According to an audit by the National Highway Traffic Safety Administration that examined ten different recalls of Chrysler and GM vehicles, the Hertz rental company – which accounts for more than half of all rental cars in New York – only fixed 34% of their defective vehicles in 90 days of the recall notice. The car manufacturers themselves have told regulators that rental companies fix less than a third of vehicles within a month of recall, and within a year of recall, only 50% are fixed. Rental companies claim the manufacturers’ data is incomplete and does not account for rental cars sold to third parties before the official launch date of a safety recall.

The car rental industry is major growth industry in the United States earning an estimated $20 billion in profit in 2010. According to the American Car Rental Association, there are currently 1.6 million cars available for rent in the United States.

Unfortunately, the consequences of renting vehicles under safety recall have already proven tragic.
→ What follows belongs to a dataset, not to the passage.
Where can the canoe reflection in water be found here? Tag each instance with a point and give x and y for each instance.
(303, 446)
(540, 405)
Raechel and Jacquie Houck, sisters from California, rented a Chrysler PT Cruiser from Enterprise. One month before it was rented to the Houcks, the car had been recalled because a possible leakage of power steering fluid could result in a fire under the hood of the car. Enterprise failed to address the safety recall, and the Houck sisters were killed when their rental car caught fire and slammed into an oncoming semi-tractor trailer. The victim’s mother, Cally Houck, sued Enterprise and was eventually awarded $15 million when the company admitted negligence.

“Under the proposal by the major rental car companies, we sadly could see more easily avoidable tragedies. We cannot let that happen,” continued Schumer. “Since these companies seem reluctant to ensure the common-sense proposition that only vehicles without safety defects be operated in their fleets, I am introducing legislation that would require rental car companies to fix recalled cars before they allow anyone to get behind the wheel.”